Mamá se levantó, y mi hermana, pálida, siguió su pauta. Sentí vértigo en mi corazón.
“La mataste a cuchillazos, desgraciada. Le apuñalaste la barriga porque sabías que yo estaba ahí de bebé, y querías matarme a mí también.”
Mamá caminó hacia mí. Vi en sus ojos lagrimosos una rabia que calaba a lo más profundo de su ser, la cual no había conocido antes, y que no he vuelto a presenciar desde esa noche.
“¡Puta asesina!” continué escupiendo. “Debería hacerte lo mismo, y mandarte al infiern-”
Una bofetada hizo voltear mi rostro. Mami no me había puesto la mano desde mi última nalgada, cuando era tan sólo una criatura. Y nunca con esta intensidad.
Al saborear la sangre saliendo de mis encías y deslizándose a mis labios, volví a retomar el control de mi cuerpo. Me arrodillé a sollozar, confundida y desesperada.
Intenté explicar lo que me había sucedido, y al final, sólo logramos acordar que había sido un caso extraordinario de sonambulismo.
“Se te cruzaron los cables, o algo” dijo mamá, sin poder ocultar su amargura.
Y con eso nos mandó a dormir, sin verdaderas conclusiones o respuestas de lo sucedido.
Algo que nunca les he contado, ni a mamá ni a Carola, es del cuchillo debajo de mi camisón. Esperé hasta que estuvieran acostadas para regresarlo al mueble de donde, horas antes, lo había retirado. Al cerrar la gaveta, volví a examinarme en el espejo.
Ya no reconocía por completo mi reflejo. Siempre pensé que en mi interior sólo había juegos, risas, y un cariño insaciable por la gente que quería.
Pero en el espejo ahora veía también una alimaña peligrosa, cargada de una rabia hacia mi familia que no podía explicar. Mi madre también la había visto, y detestaba que ahora le tocaría intentar aprender a quererla como parte de su hija.
Sin mayor razón, abrí la ventana y tiré el cuchillo al monte, lo más lejos que pude. No iba a arriesgar la posibilidad de volver a usarlo. Al día siguiente, mamá me despertó con un abrazo.

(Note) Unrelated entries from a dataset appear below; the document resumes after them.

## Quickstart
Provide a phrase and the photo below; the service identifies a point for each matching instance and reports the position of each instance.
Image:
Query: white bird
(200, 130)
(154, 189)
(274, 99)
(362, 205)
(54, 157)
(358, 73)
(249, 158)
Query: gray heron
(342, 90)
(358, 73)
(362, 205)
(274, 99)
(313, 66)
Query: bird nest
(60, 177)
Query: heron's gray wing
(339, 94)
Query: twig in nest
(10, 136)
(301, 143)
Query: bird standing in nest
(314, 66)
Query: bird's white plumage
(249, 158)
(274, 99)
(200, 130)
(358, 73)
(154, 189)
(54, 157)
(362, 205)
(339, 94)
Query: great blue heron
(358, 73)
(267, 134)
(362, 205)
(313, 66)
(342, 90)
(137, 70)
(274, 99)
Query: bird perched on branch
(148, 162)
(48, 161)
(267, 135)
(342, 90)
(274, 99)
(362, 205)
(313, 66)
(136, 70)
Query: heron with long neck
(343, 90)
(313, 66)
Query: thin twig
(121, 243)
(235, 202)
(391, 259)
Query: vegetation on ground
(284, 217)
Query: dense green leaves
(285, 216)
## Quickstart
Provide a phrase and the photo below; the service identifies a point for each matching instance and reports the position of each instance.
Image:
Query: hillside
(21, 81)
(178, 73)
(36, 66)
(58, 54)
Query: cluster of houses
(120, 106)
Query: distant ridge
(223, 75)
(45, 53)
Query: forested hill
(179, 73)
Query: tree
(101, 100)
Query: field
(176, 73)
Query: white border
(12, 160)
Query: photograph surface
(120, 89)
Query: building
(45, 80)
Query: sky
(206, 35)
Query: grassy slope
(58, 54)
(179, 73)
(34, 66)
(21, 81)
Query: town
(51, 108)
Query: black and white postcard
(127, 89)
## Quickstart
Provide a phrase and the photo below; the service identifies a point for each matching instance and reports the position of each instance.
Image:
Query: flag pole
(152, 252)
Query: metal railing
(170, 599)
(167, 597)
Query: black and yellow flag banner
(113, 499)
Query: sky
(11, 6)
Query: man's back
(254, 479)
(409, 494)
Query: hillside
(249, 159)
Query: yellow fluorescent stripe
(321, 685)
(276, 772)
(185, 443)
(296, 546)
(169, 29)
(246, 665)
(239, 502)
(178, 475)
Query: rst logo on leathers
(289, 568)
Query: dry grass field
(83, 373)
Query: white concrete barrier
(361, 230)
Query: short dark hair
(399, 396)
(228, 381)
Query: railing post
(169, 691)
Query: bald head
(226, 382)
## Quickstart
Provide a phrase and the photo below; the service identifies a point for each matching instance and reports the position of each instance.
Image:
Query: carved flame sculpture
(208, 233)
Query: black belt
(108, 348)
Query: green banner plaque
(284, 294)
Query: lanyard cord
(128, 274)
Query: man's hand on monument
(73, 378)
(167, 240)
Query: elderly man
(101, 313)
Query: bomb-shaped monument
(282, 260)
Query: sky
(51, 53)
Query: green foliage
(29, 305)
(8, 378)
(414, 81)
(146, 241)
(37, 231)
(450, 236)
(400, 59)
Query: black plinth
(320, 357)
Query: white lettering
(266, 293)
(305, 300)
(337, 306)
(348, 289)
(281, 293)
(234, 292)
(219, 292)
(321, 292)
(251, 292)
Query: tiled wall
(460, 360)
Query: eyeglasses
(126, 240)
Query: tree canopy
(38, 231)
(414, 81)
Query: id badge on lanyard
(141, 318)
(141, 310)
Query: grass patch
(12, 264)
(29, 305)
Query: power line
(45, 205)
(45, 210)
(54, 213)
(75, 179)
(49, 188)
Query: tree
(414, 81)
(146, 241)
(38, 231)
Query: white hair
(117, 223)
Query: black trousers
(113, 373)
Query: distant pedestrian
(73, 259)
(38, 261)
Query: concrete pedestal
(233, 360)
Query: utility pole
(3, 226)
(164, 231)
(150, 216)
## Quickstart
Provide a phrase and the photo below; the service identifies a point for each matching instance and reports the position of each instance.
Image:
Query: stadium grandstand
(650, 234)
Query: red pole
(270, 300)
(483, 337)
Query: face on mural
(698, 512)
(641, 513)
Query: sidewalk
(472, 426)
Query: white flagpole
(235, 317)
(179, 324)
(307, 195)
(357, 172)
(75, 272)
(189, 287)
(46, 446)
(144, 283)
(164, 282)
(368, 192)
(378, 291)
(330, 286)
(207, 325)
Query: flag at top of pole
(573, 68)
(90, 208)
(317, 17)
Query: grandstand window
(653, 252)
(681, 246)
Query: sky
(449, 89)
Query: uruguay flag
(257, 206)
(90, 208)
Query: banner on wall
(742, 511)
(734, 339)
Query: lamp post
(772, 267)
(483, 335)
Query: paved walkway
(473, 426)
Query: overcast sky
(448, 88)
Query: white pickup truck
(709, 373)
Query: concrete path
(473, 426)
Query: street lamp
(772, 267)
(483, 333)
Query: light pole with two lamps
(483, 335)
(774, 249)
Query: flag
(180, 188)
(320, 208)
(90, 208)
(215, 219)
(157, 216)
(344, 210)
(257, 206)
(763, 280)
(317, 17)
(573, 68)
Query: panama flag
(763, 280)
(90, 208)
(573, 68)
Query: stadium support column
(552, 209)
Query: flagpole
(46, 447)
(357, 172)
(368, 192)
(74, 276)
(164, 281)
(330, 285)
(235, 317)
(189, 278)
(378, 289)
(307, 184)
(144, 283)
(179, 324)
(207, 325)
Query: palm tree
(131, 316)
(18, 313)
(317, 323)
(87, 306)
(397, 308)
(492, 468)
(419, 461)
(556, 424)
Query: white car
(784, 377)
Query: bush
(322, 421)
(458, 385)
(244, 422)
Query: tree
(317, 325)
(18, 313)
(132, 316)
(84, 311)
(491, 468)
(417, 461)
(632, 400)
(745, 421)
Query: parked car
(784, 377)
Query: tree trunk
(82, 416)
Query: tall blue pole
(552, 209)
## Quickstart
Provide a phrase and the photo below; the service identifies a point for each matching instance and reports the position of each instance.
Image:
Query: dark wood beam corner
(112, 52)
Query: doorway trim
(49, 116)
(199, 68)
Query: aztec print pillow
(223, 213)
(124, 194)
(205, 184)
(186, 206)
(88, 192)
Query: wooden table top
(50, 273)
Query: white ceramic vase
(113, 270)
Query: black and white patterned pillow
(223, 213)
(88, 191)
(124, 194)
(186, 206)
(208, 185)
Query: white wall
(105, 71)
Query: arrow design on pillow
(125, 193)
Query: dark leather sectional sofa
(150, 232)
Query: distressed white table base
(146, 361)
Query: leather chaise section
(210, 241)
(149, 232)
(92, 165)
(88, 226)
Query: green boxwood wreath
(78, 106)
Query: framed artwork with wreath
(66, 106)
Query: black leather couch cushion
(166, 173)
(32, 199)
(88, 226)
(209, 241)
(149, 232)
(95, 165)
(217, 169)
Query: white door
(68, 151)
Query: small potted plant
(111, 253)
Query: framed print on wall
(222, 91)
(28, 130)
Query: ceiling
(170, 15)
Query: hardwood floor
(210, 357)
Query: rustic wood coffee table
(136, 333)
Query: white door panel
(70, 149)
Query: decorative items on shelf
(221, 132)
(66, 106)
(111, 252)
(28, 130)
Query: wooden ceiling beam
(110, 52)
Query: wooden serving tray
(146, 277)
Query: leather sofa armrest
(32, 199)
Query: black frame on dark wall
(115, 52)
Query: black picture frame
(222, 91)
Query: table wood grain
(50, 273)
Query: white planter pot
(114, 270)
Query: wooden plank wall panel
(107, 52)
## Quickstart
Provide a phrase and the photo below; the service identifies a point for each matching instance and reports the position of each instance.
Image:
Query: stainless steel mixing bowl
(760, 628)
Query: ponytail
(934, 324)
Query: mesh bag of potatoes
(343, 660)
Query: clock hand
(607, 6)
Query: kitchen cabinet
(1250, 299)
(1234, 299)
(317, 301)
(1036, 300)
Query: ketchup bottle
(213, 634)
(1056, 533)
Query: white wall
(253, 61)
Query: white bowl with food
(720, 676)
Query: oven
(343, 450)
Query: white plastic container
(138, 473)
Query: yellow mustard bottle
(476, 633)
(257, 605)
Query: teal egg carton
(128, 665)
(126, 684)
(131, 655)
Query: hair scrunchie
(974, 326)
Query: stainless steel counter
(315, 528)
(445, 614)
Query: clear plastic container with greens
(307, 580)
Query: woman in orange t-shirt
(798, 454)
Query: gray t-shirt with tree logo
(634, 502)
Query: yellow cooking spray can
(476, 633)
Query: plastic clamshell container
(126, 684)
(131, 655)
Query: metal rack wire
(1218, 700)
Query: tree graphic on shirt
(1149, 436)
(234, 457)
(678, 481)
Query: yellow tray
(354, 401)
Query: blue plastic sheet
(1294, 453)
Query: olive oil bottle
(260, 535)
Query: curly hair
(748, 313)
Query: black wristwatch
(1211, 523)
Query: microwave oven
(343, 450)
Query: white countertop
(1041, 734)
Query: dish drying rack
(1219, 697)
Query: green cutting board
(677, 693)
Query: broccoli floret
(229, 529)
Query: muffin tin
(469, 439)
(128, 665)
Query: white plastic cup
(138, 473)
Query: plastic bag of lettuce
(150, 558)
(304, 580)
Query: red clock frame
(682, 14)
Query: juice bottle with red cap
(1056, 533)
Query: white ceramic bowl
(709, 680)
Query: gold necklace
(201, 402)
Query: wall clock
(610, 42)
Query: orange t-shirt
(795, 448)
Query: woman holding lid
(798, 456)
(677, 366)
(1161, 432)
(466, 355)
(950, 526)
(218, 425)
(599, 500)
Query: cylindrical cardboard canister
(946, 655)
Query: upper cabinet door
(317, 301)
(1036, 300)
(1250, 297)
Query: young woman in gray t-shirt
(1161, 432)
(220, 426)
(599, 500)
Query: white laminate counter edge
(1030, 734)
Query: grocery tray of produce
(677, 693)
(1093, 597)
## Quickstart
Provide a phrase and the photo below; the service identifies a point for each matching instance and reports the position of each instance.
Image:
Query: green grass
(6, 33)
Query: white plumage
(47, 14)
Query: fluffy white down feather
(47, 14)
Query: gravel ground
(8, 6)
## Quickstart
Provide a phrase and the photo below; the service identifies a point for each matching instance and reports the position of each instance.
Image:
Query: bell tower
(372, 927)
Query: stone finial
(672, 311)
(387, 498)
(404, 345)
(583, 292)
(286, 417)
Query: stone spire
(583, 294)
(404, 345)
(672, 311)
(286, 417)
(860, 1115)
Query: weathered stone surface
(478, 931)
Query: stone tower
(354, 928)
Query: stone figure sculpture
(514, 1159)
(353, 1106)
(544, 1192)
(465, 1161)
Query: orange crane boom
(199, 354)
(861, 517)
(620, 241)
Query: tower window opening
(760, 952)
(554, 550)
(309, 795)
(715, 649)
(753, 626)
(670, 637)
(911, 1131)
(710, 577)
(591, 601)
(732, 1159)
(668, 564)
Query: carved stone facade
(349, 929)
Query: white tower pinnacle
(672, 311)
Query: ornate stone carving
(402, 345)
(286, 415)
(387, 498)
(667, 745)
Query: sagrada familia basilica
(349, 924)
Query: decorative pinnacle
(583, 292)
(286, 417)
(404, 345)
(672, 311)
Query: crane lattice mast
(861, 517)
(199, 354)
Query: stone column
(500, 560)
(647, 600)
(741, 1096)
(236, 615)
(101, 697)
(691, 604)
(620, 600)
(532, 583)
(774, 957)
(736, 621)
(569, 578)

“Nunca dudes del amor que te tengo” me dijo, intuyendo que necesitaba escucharlo. Pero sé que le hablaba, también, a esa parte mía la cual la había herido tan sólo horas atrás.
Ni ella ni yo queremos reconocer, al menos no en voz alta, que sabemos que ahí permanece, reprimida debajo de toda mi luz. Incluso cuando más nunca volví a soñar con la oscuridad de las entrañas de mamá.
Lo que significa que tampoco he vuelto a sentir el calor de su vientre, y que cada vez se me hace más difícil recordarlo.